MPCI-Bench: A Benchmark for Multimodal Pairwise Contextual Integrity Evaluation of Language Model Agents
Shouju Wang, Haopeng Zhang
TL;DR
MPCI-Bench addresses the need to evaluate contextual integrity in multimodal, agent-based language models by introducing a three-tier, pairwise benchmark built on a Tri-Principle Iterative Refinement pipeline. The dataset pairs positive and negative CI scenarios grounded in the same visual content and progresses from seed judgments to story reasoning to executable agent traces, enabling both normative judgments and action-level evaluation. Empirical results reveal a consistent privacy–utility trade-off and a pronounced modality leakage gap, with visual information leaking more readily than text across state-of-the-art models; small open-source models sometimes align with norms in probing yet struggle in actual agent actions.

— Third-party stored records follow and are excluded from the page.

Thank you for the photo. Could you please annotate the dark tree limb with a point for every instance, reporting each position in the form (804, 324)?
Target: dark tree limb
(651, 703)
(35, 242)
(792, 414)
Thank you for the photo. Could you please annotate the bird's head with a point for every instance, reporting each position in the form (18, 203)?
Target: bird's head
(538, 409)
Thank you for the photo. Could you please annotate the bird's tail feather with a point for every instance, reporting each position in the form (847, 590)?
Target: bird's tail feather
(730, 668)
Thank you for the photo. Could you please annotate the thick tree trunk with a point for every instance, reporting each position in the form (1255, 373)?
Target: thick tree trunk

By releasing the benchmark and methodology, the work aims to spur research on integrating CI principles into agentic decision-making and mitigating privacy leakage in multimodal contexts.
Abstract
As language-model agents evolve from passive chatbots into proactive assistants that handle personal data, evaluating their adherence to social norms becomes increasingly critical, often through the lens of Contextual Integrity (CI). However, existing CI benchmarks are largely text-centric and primarily emphasize negative refusal scenarios, overlooking multimodal privacy risks and the fundamental trade-off between privacy and utility. In this paper, we introduce MPCI-Bench, the first Multimodal Pairwise Contextual Integrity benchmark for evaluating privacy behavior in agentic settings. MPCI-Bench consists of paired positive and negative instances derived from the same visual source and instantiated across three tiers: normative Seed judgments, context-rich Story reasoning, and executable agent action Traces. Data quality is ensured through a Tri-Principle Iterative Refinement pipeline. Evaluations of state-of-the-art multimodal models reveal systematic failures to balance privacy and utility and a pronounced modality leakage gap, where sensitive visual information is leaked more frequently than textual information. We will open-source MPCI-Bench to facilitate future research on agentic CI.